What do you do – hang on until the items eventually arrive – or cancel, order somewhere else – and maybe face the same delays all over again?
It’s worth doing some homework on the source of your materials and the likely hold-ups and logistical bottlenecks that might occur.
If the items aren’t crucial, you should be okay. If it is something which will hold you, your team, and the project up, it’s worth looking at alternatives.
We build most homes using brick, mortar and wood. These materials will not last forever, especially in extreme heat, cold or dampness.
To ensure that your new home is future-proofed, try to use sustainable building materials of the best quality you can afford.
Consider using cement instead of mortar, steel beams instead of wooden joists and permeable pavers to let water seep into the ground, which protects your home from water destruction.

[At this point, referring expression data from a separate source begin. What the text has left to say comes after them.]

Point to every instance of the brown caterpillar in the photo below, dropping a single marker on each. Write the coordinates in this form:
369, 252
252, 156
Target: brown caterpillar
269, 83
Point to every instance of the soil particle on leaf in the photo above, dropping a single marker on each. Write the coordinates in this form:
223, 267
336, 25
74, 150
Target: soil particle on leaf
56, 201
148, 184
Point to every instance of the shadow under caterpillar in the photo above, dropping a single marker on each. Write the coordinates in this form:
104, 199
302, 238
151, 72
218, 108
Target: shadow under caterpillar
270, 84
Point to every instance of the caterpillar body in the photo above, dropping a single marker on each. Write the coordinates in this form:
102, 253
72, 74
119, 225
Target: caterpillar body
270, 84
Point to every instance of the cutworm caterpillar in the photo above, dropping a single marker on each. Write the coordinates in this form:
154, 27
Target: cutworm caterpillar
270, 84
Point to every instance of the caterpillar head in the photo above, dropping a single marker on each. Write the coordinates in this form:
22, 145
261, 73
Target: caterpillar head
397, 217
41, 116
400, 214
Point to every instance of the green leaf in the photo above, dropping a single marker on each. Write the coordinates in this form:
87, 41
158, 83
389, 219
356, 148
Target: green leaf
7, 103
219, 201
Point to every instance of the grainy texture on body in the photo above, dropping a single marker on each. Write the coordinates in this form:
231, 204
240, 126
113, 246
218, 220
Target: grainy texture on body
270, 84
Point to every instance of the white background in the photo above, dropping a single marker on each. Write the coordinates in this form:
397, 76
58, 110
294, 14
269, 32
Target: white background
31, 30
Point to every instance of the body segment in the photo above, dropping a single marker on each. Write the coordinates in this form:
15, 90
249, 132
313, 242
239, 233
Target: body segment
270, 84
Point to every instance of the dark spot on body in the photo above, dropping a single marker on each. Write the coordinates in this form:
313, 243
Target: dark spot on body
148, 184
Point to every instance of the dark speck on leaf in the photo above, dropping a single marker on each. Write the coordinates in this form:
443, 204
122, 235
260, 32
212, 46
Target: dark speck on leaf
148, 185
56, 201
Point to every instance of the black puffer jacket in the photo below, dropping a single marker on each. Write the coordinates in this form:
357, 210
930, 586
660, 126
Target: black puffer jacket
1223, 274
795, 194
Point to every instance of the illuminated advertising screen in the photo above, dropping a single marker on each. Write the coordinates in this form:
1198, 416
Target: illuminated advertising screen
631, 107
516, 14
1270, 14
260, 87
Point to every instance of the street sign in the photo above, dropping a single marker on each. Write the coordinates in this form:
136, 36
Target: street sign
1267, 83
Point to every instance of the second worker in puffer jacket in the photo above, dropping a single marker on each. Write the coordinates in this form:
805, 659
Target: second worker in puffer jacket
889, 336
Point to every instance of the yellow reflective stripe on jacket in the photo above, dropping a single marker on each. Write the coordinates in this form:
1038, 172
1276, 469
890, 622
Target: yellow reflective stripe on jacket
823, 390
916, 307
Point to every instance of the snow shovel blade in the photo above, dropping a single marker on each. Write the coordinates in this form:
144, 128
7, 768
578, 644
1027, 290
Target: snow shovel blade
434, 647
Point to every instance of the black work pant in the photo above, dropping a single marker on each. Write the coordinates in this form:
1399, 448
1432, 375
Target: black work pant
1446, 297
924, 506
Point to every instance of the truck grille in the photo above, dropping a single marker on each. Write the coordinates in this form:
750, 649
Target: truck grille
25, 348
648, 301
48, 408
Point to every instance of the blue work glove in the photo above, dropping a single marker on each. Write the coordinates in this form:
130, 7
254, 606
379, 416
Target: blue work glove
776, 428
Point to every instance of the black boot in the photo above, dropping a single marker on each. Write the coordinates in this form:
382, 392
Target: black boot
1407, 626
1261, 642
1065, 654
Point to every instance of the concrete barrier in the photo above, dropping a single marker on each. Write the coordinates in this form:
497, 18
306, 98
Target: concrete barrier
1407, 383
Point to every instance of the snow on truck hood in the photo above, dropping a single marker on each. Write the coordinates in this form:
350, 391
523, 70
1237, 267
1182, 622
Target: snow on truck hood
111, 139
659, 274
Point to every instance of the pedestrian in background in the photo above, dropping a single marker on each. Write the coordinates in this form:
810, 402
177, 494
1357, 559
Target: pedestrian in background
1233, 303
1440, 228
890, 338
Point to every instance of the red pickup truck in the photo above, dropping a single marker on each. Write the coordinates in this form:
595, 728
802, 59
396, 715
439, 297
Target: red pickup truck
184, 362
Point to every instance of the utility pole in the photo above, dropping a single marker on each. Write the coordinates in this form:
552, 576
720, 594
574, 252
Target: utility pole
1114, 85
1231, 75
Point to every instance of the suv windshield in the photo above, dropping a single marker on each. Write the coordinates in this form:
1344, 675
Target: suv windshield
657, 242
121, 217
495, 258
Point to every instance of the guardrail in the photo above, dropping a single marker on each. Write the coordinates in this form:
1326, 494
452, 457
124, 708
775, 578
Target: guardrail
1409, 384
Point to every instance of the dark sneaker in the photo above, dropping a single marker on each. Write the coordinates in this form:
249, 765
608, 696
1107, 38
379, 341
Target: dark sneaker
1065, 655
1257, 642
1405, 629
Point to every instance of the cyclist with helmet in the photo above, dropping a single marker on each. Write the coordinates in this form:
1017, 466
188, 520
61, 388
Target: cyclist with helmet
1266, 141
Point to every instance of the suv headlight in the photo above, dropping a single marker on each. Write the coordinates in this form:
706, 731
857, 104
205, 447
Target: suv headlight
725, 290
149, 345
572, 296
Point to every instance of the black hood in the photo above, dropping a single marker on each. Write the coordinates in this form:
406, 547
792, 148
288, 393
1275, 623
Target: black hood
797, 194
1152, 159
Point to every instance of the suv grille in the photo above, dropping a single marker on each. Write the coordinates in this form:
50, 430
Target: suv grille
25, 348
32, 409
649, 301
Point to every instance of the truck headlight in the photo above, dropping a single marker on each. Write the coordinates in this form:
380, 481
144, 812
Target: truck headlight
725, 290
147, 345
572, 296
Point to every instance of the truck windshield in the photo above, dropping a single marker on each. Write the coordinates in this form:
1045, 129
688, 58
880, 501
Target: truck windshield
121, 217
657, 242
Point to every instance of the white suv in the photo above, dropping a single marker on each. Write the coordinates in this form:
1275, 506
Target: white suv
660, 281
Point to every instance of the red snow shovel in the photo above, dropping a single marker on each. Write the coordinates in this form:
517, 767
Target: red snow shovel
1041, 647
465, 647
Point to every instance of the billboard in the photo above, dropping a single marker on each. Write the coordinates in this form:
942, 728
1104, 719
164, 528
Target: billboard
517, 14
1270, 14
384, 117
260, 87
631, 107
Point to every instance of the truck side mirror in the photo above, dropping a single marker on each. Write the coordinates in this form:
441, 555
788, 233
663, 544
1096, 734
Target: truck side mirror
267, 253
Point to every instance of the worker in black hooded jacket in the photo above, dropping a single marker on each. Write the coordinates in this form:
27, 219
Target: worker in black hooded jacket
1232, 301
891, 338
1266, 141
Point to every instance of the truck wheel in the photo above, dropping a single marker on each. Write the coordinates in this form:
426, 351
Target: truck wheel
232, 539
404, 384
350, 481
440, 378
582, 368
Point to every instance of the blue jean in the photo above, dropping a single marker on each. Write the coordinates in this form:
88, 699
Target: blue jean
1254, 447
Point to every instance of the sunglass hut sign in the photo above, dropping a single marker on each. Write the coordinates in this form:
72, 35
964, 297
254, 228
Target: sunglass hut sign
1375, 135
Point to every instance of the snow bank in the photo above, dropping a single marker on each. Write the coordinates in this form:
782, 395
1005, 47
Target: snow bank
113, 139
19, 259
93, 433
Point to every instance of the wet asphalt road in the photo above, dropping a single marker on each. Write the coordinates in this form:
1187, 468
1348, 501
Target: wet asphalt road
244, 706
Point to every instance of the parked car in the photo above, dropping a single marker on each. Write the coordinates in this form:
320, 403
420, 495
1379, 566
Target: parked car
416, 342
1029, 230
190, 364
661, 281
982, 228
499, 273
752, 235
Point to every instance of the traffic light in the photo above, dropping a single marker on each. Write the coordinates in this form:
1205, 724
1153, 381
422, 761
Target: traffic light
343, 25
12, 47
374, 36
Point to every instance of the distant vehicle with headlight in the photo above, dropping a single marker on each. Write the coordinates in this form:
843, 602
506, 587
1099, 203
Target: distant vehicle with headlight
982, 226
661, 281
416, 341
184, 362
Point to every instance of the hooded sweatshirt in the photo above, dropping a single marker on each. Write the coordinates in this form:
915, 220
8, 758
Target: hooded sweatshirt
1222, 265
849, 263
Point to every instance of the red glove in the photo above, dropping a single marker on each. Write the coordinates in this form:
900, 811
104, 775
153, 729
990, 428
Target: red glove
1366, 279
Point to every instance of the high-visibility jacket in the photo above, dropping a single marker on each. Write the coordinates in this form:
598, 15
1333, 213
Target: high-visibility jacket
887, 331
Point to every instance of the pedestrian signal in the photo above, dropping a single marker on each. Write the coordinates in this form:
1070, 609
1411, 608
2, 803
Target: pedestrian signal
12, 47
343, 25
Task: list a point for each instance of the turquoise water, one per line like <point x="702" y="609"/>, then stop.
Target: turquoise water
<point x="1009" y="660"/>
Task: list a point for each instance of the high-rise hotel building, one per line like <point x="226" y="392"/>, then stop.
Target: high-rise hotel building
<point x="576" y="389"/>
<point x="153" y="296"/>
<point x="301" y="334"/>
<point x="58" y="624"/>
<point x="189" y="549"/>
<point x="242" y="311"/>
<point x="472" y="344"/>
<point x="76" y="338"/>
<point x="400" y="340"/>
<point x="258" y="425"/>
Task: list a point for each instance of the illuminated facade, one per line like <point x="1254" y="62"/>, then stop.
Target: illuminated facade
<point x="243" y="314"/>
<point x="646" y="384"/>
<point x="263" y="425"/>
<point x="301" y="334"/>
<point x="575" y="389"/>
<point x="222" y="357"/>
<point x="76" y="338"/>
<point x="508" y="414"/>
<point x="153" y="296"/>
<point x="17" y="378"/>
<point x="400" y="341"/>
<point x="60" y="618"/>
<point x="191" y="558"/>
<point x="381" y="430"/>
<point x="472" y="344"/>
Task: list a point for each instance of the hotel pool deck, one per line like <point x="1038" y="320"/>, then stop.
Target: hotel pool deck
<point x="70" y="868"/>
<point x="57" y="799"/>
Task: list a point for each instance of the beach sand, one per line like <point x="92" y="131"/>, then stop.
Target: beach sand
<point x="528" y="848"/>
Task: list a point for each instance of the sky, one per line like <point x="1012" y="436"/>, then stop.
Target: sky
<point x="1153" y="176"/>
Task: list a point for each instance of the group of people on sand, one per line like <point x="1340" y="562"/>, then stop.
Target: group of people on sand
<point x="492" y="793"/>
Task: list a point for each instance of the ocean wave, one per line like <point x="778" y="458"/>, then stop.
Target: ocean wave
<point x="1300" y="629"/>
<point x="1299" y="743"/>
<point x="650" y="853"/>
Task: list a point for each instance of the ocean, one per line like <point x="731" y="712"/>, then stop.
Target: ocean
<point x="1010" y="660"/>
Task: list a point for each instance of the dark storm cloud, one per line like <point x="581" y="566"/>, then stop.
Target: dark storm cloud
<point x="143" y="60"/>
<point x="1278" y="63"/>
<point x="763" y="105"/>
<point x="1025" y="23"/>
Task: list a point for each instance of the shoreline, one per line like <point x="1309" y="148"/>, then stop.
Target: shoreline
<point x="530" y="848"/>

By doing these steps, you can make your home significantly more durable.
In the long run, this obviously means fewer repairs and less expense – not to mention a reduced carbon footprint and less use of resources.
Using an architect who knows material procurement well will save you more than their fee over the years.
Better for Next Generations
By investing in green, sustainable products, you’re helping to reduce the impact that your project will have on the environment.
You’re also ensuring that future generations have access to the same products as we do.
It’s much better to invest in sustainable building practices now than to spend thousands of dollars later when you find out that those materials were causing financial and environmental damage.
A new twist is the advance of technology in construction.
IoT, or the Internet of Things, is a way of making properties “smart” by controlling heat, cooling, water, electricity and gas accurately.
This makes budgeting and usage more reliable than just using resources and waiting for the bills to come in.
It is now possible to predict the likely usage of utilities and plan a more sustainable footprint in most dwellings.
And – as we know – the whole world could do with more reliability right now.